If you set out to find a closed Lie algebra, the above suggests that you have to include $$\gamma_0\gamma_1$$ into the mix. And if you goof around further, you would stumble upon the 10-element closed set $$\{\gamma_0, \gamma_1,\gamma_2,\gamma_3, \gamma_0\gamma_1, \gamma_0\gamma_2, \gamma_0\gamma_3, \gamma_1\gamma_2, \gamma_2\gamma_3, \gamma_3\gamma_1 \},$$ which turns out to be a bona fide Lie algebra.

What could this 10-element Lie algebra be? It's no other than the de Sitter algebra $$so(1, 4)$$ which corresponds to the 5-dimensional rotation group.

If you are an able college student, you would recognize that the 6-element subset $$\{\gamma_0\gamma_1, \gamma_0\gamma_2, \gamma_0\gamma_3, \gamma_1\gamma_2, \gamma_2\gamma_3, \gamma_3\gamma_1 \}$$ constitutes the Lorentz algebra $$so(1,3)$$, which is tied to 4-dimensional space-time rotation.

If you are the curious bunch, you might also wonder what can the subset $$\{\gamma_0, \gamma_1,\gamma_2,\gamma_3\}$$ be?

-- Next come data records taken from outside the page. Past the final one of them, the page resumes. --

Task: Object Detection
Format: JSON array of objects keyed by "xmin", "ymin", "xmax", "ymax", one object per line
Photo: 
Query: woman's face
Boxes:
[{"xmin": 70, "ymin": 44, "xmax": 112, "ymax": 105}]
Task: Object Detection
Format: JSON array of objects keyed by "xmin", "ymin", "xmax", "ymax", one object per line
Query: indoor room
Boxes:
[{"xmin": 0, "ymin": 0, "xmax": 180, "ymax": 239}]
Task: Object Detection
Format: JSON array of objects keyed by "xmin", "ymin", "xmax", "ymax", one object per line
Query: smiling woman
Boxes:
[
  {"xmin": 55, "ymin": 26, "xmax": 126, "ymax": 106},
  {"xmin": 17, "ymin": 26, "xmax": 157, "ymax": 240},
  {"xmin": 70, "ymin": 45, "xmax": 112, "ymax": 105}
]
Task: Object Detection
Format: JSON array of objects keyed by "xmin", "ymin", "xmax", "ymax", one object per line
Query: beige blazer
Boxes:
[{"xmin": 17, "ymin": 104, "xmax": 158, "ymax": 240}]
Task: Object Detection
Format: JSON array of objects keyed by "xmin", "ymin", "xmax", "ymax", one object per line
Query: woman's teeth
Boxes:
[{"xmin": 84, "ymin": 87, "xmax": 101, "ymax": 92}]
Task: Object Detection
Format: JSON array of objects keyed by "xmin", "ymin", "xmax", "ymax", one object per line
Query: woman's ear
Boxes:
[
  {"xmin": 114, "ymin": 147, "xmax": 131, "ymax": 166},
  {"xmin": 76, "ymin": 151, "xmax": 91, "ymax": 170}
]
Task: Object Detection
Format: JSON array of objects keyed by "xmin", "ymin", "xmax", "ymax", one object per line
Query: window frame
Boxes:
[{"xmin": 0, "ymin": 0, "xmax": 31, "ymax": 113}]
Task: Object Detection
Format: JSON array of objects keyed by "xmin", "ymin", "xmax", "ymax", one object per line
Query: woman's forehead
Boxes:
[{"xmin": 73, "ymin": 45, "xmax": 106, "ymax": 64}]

The straight forward interpretation is that they are the 4 rotations alone the planes spanned by the 5th dimension and each 4 space-time dimension (did we mention that de Sitter is 5-dimensional rotation?). In math jargon, they form the coset $$so(1, 4)/so(1,3).$$

That said, we can look at them from a different angle: if we re-scale the identity we pondered on earlier $$[\gamma_0,\gamma_1]=\epsilon\gamma_0\gamma_1 \rightarrow 0 (\epsilon \rightarrow 0)$$ which means your New Year wish is granted, i.e. the gamma matrices commute with each other, we can thus identify $$\{\gamma_0, \gamma_1,\gamma_2,\gamma_3\}$$ with the space-time translation symmetry (recalling that the Dirac derivative $$\not \partial = \gamma^\mu \partial_{\mu}$$ couples the space-time translations $$\partial_{\mu}$$ with the gamma matrices $$\gamma^\mu$$). Then the whole 10-element de Sitter algebra transmutes into the semi-simple Poincare algebra.